Avoid concomitant use.

Examples:

butorphanol, nalbuphine, pentazocine, buprenorphine

Muscle Relaxants

Clinical Impact:

Morphine may enhance the neuromuscular blocking action of skeletal muscle relaxants and produce an increased degree of respiratory depression.

Intervention:

Monitor patients for signs of respiratory depression that may be greater than otherwise expected and decrease the dosage of morphine sulfate extended-release tablets and/or the muscle relaxant as necessary.

Cimetidine

Clinical Impact:

The concomitant use of cimetidine can potentiate morphine effects and increase risk of hypotension, respiratory depression, profound sedation, coma, and death.

Intervention:

Monitor patients for signs of respiratory depression that may be greater than otherwise expected and decrease the dosage of morphine sulfate extended-release tablets and/or cimetidine as necessary.

Diuretics

Clinical Impact:

Opioids can reduce the efficacy of diuretics by inducing the release of antidiuretic hormone.

Intervention:

Monitor patients for signs of diminished diuresis and/or effects on blood pressure and increase the dosage of the diuretic as needed.

Anticholinergic Drugs

Clinical Impact:

The concomitant use of anticholinergic drugs may increase risk of urinary retention and/or severe constipation, which may lead to paralytic ileus.

Intervention:

Monitor patients for signs of urinary retention or reduced gastric motility when morphine sulfate extended-release tablets is used concomitantly with anticholinergic drugs.

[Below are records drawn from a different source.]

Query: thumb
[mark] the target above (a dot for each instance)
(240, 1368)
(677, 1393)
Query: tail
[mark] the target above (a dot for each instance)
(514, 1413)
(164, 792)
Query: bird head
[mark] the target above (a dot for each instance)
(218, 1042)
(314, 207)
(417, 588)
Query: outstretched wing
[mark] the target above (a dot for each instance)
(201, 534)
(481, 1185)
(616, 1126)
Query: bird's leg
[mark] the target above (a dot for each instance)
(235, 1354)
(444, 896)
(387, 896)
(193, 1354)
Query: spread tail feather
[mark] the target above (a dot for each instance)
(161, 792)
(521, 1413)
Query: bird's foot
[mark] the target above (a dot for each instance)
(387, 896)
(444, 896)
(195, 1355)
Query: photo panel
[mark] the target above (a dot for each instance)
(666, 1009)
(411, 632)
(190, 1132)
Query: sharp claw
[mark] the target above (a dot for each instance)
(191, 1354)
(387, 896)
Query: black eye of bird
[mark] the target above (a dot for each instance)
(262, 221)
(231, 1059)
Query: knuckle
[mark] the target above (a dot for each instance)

P-Glycoprotein (P-gp) Inhibitors

Clinical Impact:

The concomitant use of PGP-inhibitors can increase the exposure to morphine by about two-fold and can increase risk of hypotension, respiratory depression, profound sedation, coma, and death.

Intervention:

Monitor patients for signs of respiratory depression that may be greater than otherwise expected and decrease the dosage of morphine sulfate extended-release tablets and/or the PGP-inhibitor as necessary.